KU students win prestigious awards to study in Russia
LAWRENCE (04/13/2012)(readMedia)-- Three students taking courses in the Department of Slavic Languages and Literatures at the University of Kansas will be spending part of their summer in Russia after winning prestigious national awards.
The federal Critical Languages Scholarship (CLS) Program selected KU graduate students Aric Toler, Chanute, and Alexander Melin, Garden City, as national winners for an all-expenses-paid Russian-language program. The program is highly competitive and offers intensive summer language institutes overseas in 13 critical need foreign languages.
Students will live with host families and receive 20 hours of language study a week. They will be paired with a Russian university student who will aid them in academics and exploring the culture. The eight week program covers approximately one academic year of university-level language study. CLS participants are expected to later apply their critical language skills in their future professional careers.
KU junior Amy Sinclair, Wichita, is one of six U.S. undergraduates chosen to participate in the Biotechnology and Russian Program, established by Lomonsov Moscow State University and George Washington University. The five-week summer program in Moscow allows students to practice cutting-edge science in another language and culture. It is funded by a grant from the U.S.-Russia Program of the U.S. Department of Education's Fund for the Improvement of Postsecondary Education.
The Biotechnology and Russian Program combines advanced language study with advanced training in biotechnology at one of Russia's leading research institutions. U.S. students will also learn side-by-side with Russian students during a two-week biotechnology laboratory course.

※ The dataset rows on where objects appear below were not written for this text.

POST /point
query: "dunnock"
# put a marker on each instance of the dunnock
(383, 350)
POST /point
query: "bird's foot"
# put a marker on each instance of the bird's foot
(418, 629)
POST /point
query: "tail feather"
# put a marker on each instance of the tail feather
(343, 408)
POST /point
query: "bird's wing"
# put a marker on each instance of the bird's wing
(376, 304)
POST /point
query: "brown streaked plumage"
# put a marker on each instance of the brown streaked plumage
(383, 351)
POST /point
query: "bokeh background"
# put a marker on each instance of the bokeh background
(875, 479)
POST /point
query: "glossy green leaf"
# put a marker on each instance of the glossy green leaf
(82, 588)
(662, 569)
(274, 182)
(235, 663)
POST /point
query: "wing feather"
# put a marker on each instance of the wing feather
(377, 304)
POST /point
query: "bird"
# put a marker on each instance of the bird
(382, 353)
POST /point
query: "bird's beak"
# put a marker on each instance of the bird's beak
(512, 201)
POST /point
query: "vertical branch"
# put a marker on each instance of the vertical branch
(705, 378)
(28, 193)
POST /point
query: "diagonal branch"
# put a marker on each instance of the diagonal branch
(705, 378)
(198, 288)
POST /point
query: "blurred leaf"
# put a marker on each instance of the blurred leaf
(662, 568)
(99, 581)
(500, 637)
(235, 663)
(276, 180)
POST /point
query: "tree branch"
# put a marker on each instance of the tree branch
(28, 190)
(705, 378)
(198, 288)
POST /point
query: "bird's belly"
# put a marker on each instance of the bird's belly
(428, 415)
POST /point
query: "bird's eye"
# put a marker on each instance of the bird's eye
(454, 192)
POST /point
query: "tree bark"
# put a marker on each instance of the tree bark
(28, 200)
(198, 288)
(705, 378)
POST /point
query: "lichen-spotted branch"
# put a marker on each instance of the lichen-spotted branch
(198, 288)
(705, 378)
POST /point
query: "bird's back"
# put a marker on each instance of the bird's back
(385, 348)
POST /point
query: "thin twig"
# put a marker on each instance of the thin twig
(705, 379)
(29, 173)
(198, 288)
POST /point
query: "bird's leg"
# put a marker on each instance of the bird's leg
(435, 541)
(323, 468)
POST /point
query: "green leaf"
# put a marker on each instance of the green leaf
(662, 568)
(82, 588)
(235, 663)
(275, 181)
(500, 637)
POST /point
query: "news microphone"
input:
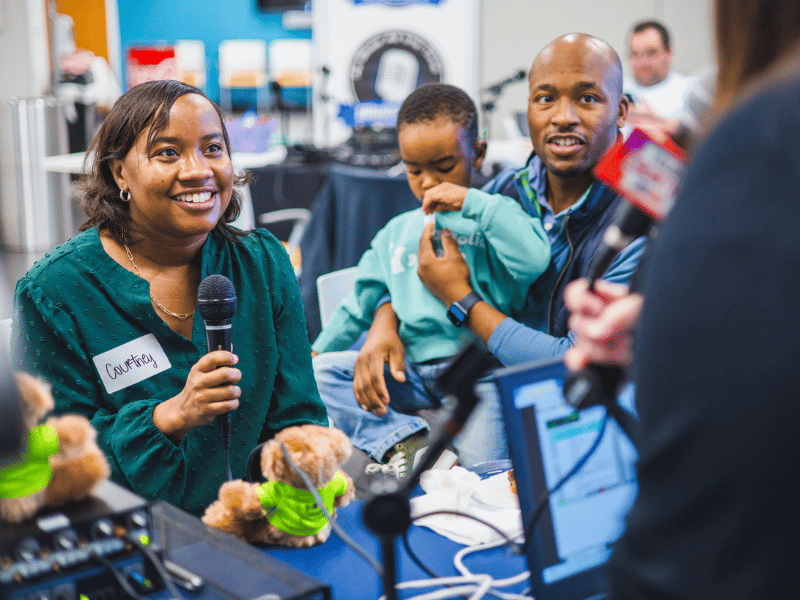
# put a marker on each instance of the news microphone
(498, 87)
(647, 174)
(216, 301)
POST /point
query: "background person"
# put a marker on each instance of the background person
(506, 250)
(109, 319)
(659, 93)
(718, 342)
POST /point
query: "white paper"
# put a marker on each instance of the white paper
(131, 363)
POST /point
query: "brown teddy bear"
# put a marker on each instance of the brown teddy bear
(282, 510)
(62, 461)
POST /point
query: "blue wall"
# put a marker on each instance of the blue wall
(165, 21)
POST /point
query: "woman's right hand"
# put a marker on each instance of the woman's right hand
(602, 321)
(210, 391)
(382, 346)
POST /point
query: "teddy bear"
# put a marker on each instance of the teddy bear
(61, 463)
(281, 510)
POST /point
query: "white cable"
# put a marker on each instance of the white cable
(478, 585)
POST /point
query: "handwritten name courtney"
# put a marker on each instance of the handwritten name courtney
(134, 362)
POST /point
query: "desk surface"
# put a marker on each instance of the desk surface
(351, 578)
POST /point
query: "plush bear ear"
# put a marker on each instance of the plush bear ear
(342, 448)
(272, 461)
(36, 397)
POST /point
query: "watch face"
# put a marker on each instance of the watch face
(456, 315)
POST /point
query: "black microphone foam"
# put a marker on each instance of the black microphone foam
(216, 299)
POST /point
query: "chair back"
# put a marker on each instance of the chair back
(299, 217)
(290, 62)
(190, 59)
(242, 63)
(332, 288)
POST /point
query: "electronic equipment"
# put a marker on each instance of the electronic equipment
(281, 4)
(49, 557)
(229, 567)
(569, 546)
(370, 147)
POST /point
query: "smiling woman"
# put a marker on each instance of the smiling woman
(159, 197)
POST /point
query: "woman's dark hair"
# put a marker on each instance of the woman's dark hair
(144, 106)
(434, 100)
(751, 35)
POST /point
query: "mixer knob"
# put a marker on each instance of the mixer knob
(28, 549)
(138, 520)
(102, 529)
(66, 539)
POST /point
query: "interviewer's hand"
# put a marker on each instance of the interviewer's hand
(444, 197)
(602, 322)
(446, 277)
(210, 390)
(381, 347)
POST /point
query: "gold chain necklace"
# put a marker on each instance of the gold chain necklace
(182, 317)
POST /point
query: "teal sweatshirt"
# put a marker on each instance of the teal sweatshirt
(505, 248)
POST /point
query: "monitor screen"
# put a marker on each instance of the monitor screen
(281, 4)
(576, 533)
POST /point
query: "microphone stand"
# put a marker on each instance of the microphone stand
(496, 91)
(597, 385)
(387, 514)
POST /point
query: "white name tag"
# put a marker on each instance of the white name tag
(131, 363)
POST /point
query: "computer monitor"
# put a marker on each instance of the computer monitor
(576, 532)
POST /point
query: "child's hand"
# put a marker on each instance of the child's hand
(444, 197)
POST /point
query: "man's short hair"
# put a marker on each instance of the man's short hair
(645, 25)
(434, 100)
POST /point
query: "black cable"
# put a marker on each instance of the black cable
(416, 559)
(543, 501)
(227, 450)
(155, 561)
(118, 575)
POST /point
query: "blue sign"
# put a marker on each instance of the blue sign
(372, 112)
(398, 2)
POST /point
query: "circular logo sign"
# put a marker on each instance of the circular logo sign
(390, 65)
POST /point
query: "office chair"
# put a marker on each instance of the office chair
(301, 217)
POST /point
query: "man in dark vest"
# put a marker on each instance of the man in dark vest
(575, 111)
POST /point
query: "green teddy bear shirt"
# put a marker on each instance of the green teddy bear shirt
(294, 511)
(34, 471)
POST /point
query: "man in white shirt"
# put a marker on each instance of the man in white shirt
(659, 94)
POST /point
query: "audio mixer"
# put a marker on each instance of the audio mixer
(58, 554)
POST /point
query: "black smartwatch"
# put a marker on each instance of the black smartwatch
(459, 311)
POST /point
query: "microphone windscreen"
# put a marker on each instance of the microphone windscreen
(216, 298)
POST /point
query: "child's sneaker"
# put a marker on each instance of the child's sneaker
(405, 456)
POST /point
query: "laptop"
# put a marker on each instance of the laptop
(576, 532)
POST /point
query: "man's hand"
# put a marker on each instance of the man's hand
(444, 197)
(602, 322)
(382, 346)
(446, 277)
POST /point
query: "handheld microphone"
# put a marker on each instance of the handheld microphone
(216, 301)
(647, 174)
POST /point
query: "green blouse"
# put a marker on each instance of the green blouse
(77, 304)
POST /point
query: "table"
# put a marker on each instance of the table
(351, 578)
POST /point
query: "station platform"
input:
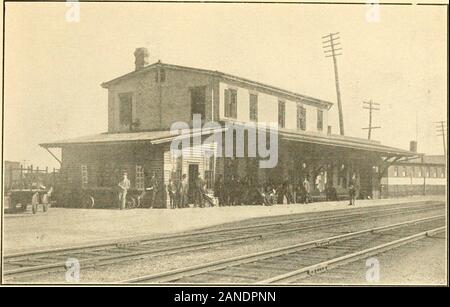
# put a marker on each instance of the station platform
(64, 227)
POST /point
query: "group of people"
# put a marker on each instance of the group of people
(235, 191)
(232, 191)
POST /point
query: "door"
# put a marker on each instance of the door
(193, 174)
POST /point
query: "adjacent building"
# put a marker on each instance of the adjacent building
(424, 175)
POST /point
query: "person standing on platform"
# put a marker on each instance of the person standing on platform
(178, 200)
(184, 191)
(307, 190)
(218, 190)
(124, 187)
(154, 186)
(199, 190)
(352, 187)
(171, 189)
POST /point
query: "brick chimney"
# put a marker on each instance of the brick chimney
(413, 146)
(141, 58)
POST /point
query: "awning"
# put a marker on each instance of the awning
(152, 137)
(345, 142)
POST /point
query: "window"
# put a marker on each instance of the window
(209, 169)
(254, 107)
(230, 103)
(160, 75)
(319, 120)
(419, 172)
(84, 176)
(198, 98)
(301, 117)
(140, 183)
(281, 113)
(125, 108)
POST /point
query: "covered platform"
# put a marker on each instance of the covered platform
(66, 227)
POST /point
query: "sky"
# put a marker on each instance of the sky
(54, 68)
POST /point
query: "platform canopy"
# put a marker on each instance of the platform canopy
(346, 142)
(152, 137)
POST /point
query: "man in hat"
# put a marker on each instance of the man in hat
(124, 186)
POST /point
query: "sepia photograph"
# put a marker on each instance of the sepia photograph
(228, 144)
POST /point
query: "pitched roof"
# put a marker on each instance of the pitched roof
(152, 137)
(222, 75)
(158, 137)
(427, 159)
(345, 142)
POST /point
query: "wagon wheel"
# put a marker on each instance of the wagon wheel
(34, 202)
(87, 201)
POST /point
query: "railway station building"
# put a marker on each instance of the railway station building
(143, 105)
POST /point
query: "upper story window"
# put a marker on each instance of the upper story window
(253, 107)
(160, 75)
(125, 113)
(84, 176)
(301, 117)
(419, 172)
(230, 103)
(281, 114)
(198, 101)
(319, 119)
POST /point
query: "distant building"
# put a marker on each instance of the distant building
(11, 174)
(425, 175)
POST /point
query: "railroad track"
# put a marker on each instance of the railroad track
(95, 255)
(291, 263)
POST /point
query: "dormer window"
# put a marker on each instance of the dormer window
(160, 75)
(125, 115)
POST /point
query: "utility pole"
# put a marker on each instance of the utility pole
(371, 106)
(441, 132)
(332, 49)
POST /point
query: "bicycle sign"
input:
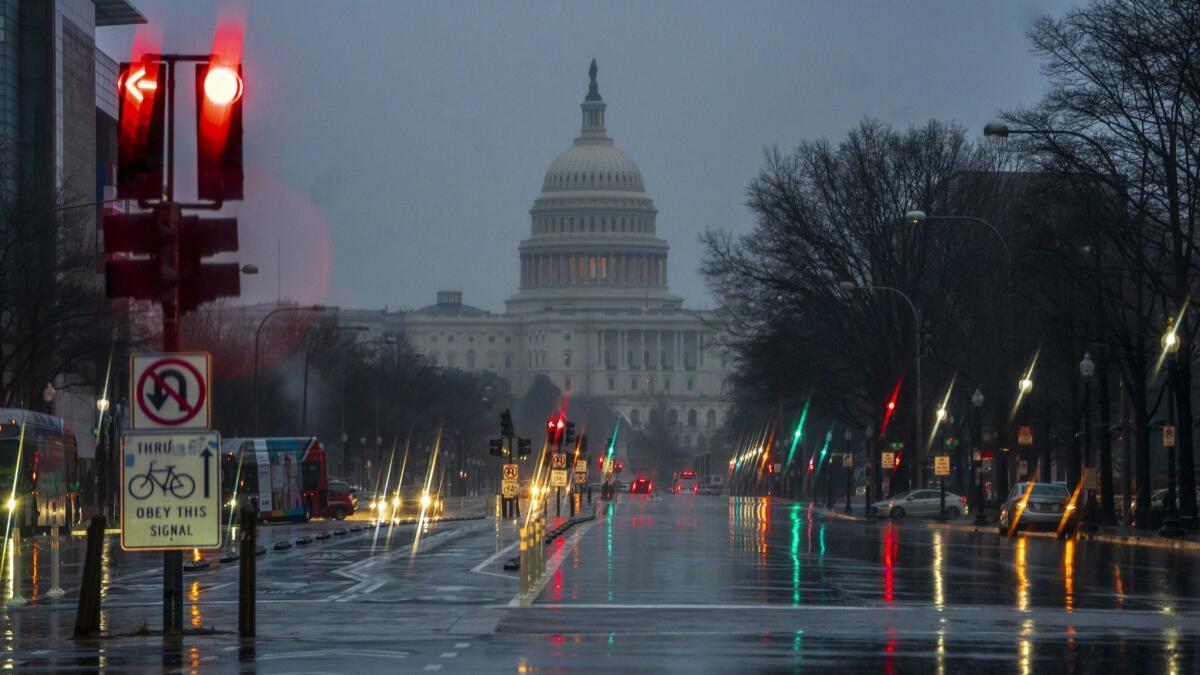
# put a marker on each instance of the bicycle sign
(171, 390)
(171, 490)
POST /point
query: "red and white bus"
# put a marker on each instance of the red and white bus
(285, 478)
(39, 454)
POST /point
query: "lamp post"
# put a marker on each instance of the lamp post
(977, 457)
(916, 329)
(258, 334)
(1086, 372)
(873, 467)
(850, 470)
(1171, 518)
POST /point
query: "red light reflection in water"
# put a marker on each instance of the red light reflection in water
(891, 548)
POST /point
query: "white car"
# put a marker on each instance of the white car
(921, 502)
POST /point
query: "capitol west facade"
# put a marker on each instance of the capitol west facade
(593, 311)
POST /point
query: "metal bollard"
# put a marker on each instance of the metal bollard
(247, 572)
(55, 585)
(88, 610)
(15, 569)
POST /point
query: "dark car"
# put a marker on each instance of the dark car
(1044, 505)
(641, 485)
(341, 501)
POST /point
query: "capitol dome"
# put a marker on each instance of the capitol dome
(593, 242)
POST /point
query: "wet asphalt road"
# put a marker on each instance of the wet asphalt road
(675, 584)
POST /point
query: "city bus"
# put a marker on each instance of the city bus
(45, 463)
(285, 478)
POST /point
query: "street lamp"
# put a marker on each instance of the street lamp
(977, 408)
(850, 469)
(1086, 372)
(1171, 518)
(916, 329)
(258, 333)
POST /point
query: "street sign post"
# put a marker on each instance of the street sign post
(171, 390)
(1168, 435)
(941, 465)
(171, 490)
(1025, 435)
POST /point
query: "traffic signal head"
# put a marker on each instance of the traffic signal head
(219, 97)
(142, 131)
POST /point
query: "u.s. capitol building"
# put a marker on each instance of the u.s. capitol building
(593, 311)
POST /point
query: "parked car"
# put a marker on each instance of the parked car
(1041, 506)
(341, 501)
(712, 485)
(921, 503)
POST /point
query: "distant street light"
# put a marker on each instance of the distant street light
(916, 328)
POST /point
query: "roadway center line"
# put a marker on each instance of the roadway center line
(491, 559)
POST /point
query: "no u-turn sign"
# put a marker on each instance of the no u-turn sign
(171, 390)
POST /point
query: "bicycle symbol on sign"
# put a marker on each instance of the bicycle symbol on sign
(179, 485)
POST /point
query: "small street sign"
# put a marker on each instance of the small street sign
(171, 490)
(941, 465)
(509, 488)
(171, 390)
(1168, 435)
(1025, 435)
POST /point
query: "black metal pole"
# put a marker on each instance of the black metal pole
(1171, 518)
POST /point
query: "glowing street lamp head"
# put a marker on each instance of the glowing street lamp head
(222, 85)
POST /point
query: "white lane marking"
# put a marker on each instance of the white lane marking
(377, 653)
(553, 563)
(491, 559)
(711, 607)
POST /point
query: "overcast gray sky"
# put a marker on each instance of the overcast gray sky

The program seeks to provide students an opportunity to initiate personal relationships that will better enable them to collaborate with foreign scientists in the future and gain an understanding of the cultural context of science.
All winners are listed below. Brief descriptions of their career plans and academic achievements follow.
Melin, of Garden City, is a first-year student at the KU School of Law studying with a Law Merit Scholarship. He graduated from KU with a B.A. in Slavic Languages and Literature with Honors in 2006 and an M.A. in Russian, East European and Eurasian studies with a concentration in political science in 2008. He was a recipient of KU's Summerfield Scholarship, U.S. Department of Education Summer Foreign Language Area Studies Fellowship in Russia and a Bramlage Family Foundation scholarship. In the summers of 2005 and 2007 he studied abroad in St. Petersburg, Russia. Melin participates in Traffic Court at the School of Law and is also a member of KU's Chess and Russian clubs. Through the Critical Languages Scholarship, he will be attending the Bashkir State Pedagogical University in Ufa, Russia this summer. In 2013, he will be applying to the American Bar Association's Rule of Law Initiatives in Russia and Ukraine, with the hopes of forging a career working in human rights law, rule of law initiatives, trade, or development.
Toler, of Chanute, is a first-year graduate student in the Slavic Department with a B.A. in Linguistics and in Slavic Languages and Literatures from KU. A recipient of the Henry Matthew Wiedner Award for writing, he was also a member of the KU Honors Program. Toler has previously studied in St. Petersburg, Russia, during the summer of 2010 through the KU Study Abroad program. Currently, he is a graduate teaching assistant for Elementary Russian II and was an alternate to intern full-time at the U.S. Embassy in Moscow. Through CLS, he will be taking Advanced Russian courses at the Kazan Institute of Social Sciences and Humanities in Kazan, Russia.
Sinclair, of Wichita, is a junior majoring in microbiology and minoring in Russian. She has been on the Dean's List since 2009 and was one of 15 students named a KU Global Scholar in 2011. Presently, she works in the lab of Kathy Suprenant, professor of molecular biosciences. After returning from Moscow, Sinclair intends to attend graduate school and work in a research lab.
The Department of Slavic Languages and Literatures is in the College of Liberal Arts and Sciences at the University of Kansas. The College is the largest and broadest academic unit at KU. Nearly two-thirds of KU students pursue degrees from the College, which offers dozens of diverse majors in natural sciences and mathematics, social and behavioral sciences, humanities, international and interdisciplinary studies and the arts.